Monday, July 11, 2011

not so simple; not so complicated

{excerpt, Lone Star Rising: Lyndon Johnson and his Times, 1908 - 1960. Robert Dallek}------------ [Richard] Russell had a reputation as a staunch conservative, but he had helped create the Rural Electrification Administration and the Farmers Home Administration. "I'm a reactionary when times are good," Russell once said. "In a depression, I'm a liberal." Although Russell was much more southern and committed to racial segregation than Johnson, they both opposed Federal activism in behalf of civil rights in the early fifties. More important, they both worked for the fuller integration of the South and the West into the nation's economic and political life. They wanted both regions to gain a larger share of the national wealth and power than they had controlled during the first half of the century.

Johnson got close to Russell, but he consciously strove to avoid becoming "a professional Southerner" like Russell. Hubert Humphrey remembered Russell as "smarter than others, shrewd in the ways of the Senate, brilliant in tactics and parliamentary maneuver, and . . . constructive on most matters of foreign policy and on many domestic issues." But "his tremendous ability was weakened and corroded by his unalterable opposition to the passage of any legislation that would alleviate the plight of the black man throughout the nation. He was the victim of his region, the victim of a heritage of the past, unable to break out of the bonds of his own slavery." Russell himself told Harry McPherson, he "just let the twentieth century pass him by."
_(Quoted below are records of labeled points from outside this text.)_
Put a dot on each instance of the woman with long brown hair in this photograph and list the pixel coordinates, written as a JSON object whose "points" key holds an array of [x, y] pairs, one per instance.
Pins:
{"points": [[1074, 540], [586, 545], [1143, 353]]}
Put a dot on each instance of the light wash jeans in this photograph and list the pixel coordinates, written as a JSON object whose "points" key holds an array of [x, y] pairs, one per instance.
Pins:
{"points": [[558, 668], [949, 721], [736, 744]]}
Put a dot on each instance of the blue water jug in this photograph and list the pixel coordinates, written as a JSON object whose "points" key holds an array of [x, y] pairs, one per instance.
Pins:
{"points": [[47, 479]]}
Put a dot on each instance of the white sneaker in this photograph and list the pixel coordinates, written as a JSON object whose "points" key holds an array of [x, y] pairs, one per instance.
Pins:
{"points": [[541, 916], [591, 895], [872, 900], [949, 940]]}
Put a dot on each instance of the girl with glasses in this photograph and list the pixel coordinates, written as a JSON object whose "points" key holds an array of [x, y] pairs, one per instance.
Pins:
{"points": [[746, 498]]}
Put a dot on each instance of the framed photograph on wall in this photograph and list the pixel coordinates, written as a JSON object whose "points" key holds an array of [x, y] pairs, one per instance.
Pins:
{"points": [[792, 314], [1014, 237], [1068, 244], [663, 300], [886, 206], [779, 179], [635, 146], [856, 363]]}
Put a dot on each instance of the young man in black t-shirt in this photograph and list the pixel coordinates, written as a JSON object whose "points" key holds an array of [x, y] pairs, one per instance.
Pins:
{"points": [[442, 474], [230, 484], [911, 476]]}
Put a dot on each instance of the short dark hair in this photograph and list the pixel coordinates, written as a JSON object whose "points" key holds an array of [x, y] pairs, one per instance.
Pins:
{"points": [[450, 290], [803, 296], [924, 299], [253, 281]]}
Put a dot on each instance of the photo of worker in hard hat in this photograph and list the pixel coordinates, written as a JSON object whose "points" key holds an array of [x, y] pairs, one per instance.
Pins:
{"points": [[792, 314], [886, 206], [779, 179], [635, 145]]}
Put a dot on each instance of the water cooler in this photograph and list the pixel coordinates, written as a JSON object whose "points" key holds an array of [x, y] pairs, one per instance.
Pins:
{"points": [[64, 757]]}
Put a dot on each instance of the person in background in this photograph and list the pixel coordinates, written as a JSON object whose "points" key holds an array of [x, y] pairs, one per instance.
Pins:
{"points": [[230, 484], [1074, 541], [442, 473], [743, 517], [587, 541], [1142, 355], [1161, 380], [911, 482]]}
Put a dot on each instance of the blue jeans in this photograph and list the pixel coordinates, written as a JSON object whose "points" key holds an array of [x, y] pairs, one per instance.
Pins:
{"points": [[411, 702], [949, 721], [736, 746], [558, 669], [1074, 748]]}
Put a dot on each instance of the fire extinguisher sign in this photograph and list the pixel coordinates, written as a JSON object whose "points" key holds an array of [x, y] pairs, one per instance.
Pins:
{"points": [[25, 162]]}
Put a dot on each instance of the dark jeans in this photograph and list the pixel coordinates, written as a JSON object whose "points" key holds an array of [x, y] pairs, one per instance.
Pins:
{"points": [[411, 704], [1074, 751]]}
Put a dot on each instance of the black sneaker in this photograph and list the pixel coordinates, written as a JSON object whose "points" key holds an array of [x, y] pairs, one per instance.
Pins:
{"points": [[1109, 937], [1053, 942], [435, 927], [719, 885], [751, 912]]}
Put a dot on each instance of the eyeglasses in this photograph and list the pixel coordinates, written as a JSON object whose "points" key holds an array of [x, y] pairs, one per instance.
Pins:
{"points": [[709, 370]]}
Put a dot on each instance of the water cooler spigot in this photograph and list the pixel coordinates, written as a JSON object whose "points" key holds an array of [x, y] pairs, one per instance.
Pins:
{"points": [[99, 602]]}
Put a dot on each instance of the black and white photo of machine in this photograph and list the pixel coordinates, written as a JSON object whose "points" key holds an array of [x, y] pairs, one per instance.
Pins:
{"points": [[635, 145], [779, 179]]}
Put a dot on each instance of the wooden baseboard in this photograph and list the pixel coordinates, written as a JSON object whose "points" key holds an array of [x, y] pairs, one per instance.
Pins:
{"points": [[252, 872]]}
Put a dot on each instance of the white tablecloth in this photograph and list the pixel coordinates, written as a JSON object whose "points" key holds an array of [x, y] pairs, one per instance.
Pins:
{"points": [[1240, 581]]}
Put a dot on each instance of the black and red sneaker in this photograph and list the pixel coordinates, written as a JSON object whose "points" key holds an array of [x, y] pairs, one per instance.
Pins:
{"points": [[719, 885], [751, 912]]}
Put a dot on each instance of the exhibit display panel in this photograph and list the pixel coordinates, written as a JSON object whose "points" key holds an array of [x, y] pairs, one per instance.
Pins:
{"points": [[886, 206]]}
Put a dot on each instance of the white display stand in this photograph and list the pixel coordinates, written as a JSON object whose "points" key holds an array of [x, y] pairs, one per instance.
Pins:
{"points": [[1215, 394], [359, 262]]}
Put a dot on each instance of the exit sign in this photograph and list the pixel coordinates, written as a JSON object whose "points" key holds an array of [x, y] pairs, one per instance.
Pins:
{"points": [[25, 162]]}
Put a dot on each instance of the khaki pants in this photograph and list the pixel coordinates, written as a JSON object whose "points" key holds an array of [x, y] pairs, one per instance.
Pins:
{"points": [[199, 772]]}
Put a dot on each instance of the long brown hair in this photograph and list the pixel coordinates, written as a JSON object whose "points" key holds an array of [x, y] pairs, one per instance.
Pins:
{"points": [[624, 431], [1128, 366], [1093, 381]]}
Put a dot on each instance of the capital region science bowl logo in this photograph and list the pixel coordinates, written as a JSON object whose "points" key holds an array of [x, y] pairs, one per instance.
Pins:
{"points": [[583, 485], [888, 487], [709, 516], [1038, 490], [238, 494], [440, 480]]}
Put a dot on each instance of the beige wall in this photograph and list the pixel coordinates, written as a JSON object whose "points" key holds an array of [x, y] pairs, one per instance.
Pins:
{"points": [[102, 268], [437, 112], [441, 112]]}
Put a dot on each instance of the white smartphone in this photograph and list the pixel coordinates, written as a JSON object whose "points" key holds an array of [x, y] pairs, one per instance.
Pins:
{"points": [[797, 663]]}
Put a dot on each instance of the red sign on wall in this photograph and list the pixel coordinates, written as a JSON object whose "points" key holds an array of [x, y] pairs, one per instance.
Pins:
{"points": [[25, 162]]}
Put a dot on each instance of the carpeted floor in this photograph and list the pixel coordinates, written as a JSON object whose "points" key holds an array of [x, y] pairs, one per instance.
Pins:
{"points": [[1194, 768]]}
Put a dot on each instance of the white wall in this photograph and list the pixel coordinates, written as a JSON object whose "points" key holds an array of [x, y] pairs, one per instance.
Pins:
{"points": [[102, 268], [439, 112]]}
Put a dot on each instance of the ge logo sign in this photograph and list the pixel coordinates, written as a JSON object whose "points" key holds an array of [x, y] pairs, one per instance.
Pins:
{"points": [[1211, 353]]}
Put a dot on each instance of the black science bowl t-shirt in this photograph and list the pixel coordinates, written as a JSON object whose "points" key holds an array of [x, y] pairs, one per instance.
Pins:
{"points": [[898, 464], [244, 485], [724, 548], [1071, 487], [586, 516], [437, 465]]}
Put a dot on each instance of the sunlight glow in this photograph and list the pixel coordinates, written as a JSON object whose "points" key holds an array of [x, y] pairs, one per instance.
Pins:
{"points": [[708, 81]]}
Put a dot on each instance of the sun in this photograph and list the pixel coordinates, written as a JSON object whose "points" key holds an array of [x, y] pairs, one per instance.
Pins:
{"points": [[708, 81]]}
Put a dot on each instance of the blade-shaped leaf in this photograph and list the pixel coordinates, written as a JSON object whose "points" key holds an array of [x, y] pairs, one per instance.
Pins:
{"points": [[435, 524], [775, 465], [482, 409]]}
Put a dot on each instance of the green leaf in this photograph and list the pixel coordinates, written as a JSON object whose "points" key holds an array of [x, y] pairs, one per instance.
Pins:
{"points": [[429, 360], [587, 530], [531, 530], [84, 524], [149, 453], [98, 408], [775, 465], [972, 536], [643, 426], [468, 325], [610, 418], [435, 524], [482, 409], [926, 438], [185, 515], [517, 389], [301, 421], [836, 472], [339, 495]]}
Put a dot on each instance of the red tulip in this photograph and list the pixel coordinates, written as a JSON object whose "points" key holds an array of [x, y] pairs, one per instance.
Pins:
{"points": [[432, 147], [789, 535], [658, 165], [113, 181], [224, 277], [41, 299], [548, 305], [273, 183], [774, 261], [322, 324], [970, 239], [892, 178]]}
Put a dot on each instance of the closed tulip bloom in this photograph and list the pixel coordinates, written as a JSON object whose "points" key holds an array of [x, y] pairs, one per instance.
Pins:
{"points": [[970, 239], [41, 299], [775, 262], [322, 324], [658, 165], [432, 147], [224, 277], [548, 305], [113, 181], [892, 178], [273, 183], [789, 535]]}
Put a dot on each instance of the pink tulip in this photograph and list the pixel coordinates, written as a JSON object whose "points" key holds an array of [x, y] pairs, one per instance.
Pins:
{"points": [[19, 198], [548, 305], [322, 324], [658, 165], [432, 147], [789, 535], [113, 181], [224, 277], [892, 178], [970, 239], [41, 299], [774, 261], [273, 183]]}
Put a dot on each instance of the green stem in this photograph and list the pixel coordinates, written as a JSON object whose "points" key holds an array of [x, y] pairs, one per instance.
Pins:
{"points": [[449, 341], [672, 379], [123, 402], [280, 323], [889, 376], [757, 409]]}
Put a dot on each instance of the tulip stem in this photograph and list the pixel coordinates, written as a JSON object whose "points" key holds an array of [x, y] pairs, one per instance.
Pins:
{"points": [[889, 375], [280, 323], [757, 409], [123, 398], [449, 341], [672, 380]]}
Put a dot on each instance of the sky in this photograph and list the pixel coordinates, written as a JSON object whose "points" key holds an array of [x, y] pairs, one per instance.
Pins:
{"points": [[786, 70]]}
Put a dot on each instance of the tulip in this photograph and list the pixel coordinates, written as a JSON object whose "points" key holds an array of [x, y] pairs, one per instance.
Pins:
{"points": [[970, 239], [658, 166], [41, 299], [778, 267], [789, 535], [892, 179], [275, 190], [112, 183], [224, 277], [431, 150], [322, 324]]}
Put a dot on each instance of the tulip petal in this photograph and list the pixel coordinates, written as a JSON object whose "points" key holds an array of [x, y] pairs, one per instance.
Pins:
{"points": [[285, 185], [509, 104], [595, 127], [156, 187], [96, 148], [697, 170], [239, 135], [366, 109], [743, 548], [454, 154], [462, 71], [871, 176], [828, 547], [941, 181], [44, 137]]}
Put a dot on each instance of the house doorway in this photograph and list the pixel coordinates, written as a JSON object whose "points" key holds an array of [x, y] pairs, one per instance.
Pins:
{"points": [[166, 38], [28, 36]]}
Johnson wouldn't let that happen to him. As a liberal nationalist who wanted to rise above a regional identification, Lyndon put some distance between himself and Russell. Their relationship "intrigued" Hubert Humphrey. Johnson "was a close friend of Dick Russell's; a close associate of Walter George, who was a powerful senator from Georgia; he had good working relationships with every southerner, but he wasn't quite southern. He was a different cut. ..."
---------------{end excerpt}
{Copyright, 1991. Oxford University Press, Inc.
New York, New York}

"I'm a reactionary when times are good. In a depression, I'm a liberal."
The time frame being written about there is 1949 - 1954.
Here's a time-line:

*** 1949 - 1954. U.S. Senator Lyndon Johnson "opposed federal activism on behalf of civil rights."

*** 1964. President Lyndon Johnson signs Civil Rights Act.